Tendances en baisse chez la jeunesse européenne : diminution de la consommation de drogues, d’alcool et de tabac selon l’étude ESPAD

Une réduction notable de la consommation chez les adolescents européens
Selon l’étude ESPAD, réalisée tous les quatre ans dans 37 pays européens, la proportion d’adolescents consommant régulièrement des substances illicites, de l’alcool ou du tabac tend à diminuer. Par exemple, en Islande, moins d’un jeune sur cent fume quotidiennement, comparé à 20 % en Croatie. En France, cette évolution se traduit par une transformation du profil des jeunes, qui sont passés d’une des plus fortes proportions de consommateurs de cannabis à une génération d’« ados modèles ». En revanche, dans des pays comme Chypre et l’Ukraine, l’expérimentation de drogues illicites reste plus répandue.
Malgré ces disparités nationales, la tendance globale montre un recul de la consommation de substances chez les jeunes de 16 ans dans toute l’Europe, y compris en Suisse, même si cette dernière n’est pas incluse dans l’étude ESPAD, mais suivie par l’Organisation mondiale de la santé (OMS). Ces changements s’observent également dans d’autres régions du continent européen.
Influences des politiques publiques et évolutions sociales
Les efforts de prévention et leurs effets
Selon Marina Delgrande Jordan, responsable de la recherche chez Addiction Suisse, cette baisse pourrait en partie résulter des politiques publiques et des actions de prévention initiées depuis les années 2000, visant à limiter l’accès à certains produits et à encourager des comportements plus sains chez les jeunes. Cependant, la persistante tendance à la baisse dans plusieurs pays européens, malgré des stratégies variées, indique également des « changements plus profonds dans le comportement des adolescents », selon cette spécialistes.

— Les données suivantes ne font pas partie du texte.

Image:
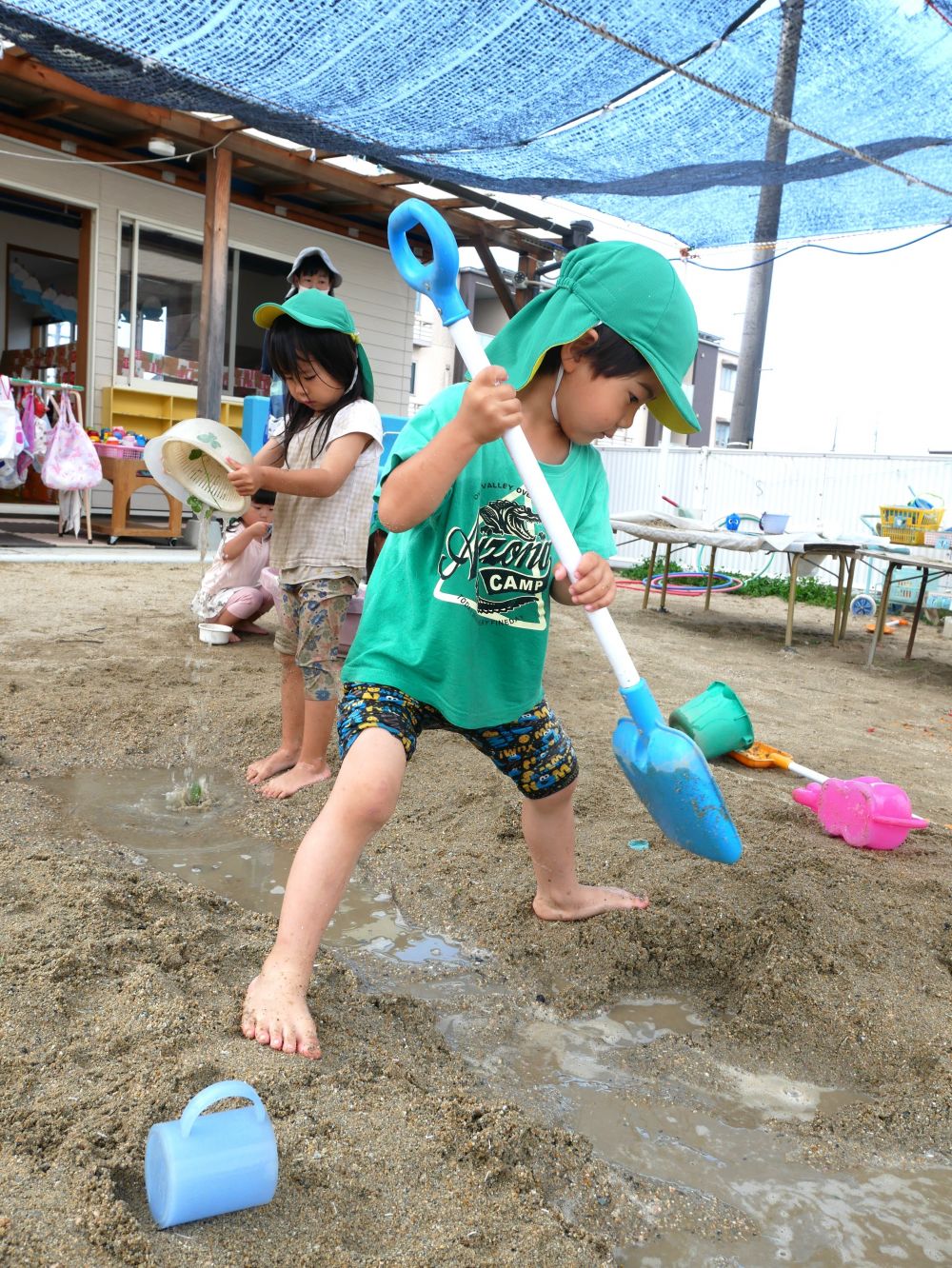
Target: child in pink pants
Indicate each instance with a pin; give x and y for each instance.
(231, 591)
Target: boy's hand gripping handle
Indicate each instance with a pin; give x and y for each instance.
(438, 281)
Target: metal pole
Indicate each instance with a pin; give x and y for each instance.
(758, 293)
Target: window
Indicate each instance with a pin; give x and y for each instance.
(161, 283)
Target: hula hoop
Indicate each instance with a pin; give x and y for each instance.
(725, 584)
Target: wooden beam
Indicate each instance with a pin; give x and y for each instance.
(526, 267)
(494, 275)
(50, 109)
(214, 285)
(302, 187)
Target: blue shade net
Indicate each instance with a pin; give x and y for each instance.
(521, 96)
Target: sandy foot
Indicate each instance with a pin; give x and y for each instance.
(591, 901)
(275, 1015)
(274, 763)
(251, 628)
(299, 776)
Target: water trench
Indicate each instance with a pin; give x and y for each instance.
(715, 1137)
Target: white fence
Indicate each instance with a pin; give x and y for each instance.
(819, 492)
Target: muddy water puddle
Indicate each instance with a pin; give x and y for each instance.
(182, 822)
(710, 1133)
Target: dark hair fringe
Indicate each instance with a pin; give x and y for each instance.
(611, 356)
(289, 343)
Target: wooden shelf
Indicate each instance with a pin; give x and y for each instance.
(126, 476)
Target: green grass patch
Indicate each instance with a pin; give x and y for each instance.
(809, 591)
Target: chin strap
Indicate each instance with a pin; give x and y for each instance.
(555, 392)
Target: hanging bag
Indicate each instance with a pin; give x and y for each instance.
(10, 428)
(11, 440)
(69, 462)
(28, 421)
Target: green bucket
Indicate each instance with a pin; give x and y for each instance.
(715, 721)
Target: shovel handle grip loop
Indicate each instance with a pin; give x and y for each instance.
(442, 274)
(436, 279)
(214, 1093)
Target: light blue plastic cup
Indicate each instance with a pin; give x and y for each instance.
(203, 1165)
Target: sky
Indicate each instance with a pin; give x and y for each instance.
(859, 348)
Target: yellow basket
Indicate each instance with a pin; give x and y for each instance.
(908, 525)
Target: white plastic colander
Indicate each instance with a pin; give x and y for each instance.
(191, 455)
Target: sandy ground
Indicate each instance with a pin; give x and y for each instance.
(121, 988)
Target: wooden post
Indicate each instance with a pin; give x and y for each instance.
(758, 292)
(85, 322)
(214, 283)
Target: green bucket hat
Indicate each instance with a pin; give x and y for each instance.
(627, 287)
(322, 311)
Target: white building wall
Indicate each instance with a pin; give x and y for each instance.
(819, 492)
(379, 300)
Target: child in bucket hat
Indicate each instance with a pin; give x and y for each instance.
(322, 468)
(455, 619)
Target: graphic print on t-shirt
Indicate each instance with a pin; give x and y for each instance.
(498, 565)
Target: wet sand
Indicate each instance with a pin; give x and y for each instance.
(121, 986)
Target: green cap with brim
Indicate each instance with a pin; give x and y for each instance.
(627, 287)
(324, 312)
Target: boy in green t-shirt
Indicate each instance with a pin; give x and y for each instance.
(457, 613)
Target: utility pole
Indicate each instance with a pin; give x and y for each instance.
(758, 292)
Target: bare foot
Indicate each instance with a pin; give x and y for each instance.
(280, 760)
(588, 901)
(301, 775)
(275, 1015)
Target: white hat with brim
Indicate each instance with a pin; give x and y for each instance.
(336, 278)
(189, 463)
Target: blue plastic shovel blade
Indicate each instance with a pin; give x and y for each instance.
(669, 774)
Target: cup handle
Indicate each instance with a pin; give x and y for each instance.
(216, 1092)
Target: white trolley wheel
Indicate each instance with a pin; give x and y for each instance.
(863, 605)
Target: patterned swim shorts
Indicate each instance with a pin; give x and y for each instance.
(309, 630)
(534, 751)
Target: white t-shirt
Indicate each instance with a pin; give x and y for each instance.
(317, 537)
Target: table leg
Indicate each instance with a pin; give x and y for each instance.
(920, 603)
(710, 580)
(648, 579)
(791, 602)
(882, 614)
(847, 596)
(841, 577)
(664, 579)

Transformation des modes de sociabilité des jeunes
La sociologue Marie Jauffret-Roustide, membre du Conseil scientifique de l’Agence européenne des drogues, souligne une évolution dans les modes de socialisation. Elle explique que la pandémie de COVID-19 a fortement réduit les possibilités de rencontres en face à face, ce qui a entraîné une diminution de la consommation en groupe de substances telles que le tabac, l’alcool ou le cannabis. Par ailleurs, les jeunes passent davantage de temps derrière leurs écrans, que ce soit via les réseaux sociaux pour les filles ou les jeux vidéo pour les garçons, ce qui favorise des sociabilités virtuelles.
Elle ajoute que, selon diverses études, lorsque les jeunes ne se rassemblent pas physiquement, leur consommation de ces produits est souvent inférieure. Par ailleurs, la perception sociale du tabac a évolué : la génération Z voit désormais ce produit comme une substance nocive, très éloignée de l’image « branchée » qui prévalait auparavant.
Les disparités de marché et leurs impacts
L’étude ESPAD met en évidence des écarts significatifs entre certains pays. Par exemple, en Bulgarie ou en Croatie, un jeune sur cinq fume quotidiennement, contre moins de 4 % en France, en Scandinavie ou dans les pays baltes. Ces différences peuvent en partie s’expliquer par la disponibilité des produits sur le marché national, comme les cigarettes électroniques ou autres alternatives, dont l’accès est plus facile dans certains pays. Marina Delgrande Jordan souligne que ces alternatives pourraient en partie ou totalement substituer la consommation traditionnelle.
Ce constat souligne que la tendance vers une baisse générale masque une réalité plus fragmentée à l’échelle européenne. Par ailleurs, l’étude n’aborde pas de manière spécifique l’influence des facteurs sociaux, familiaux ou éducatifs, qui restent pourtant essentiels dans l’évolution des comportements des jeunes.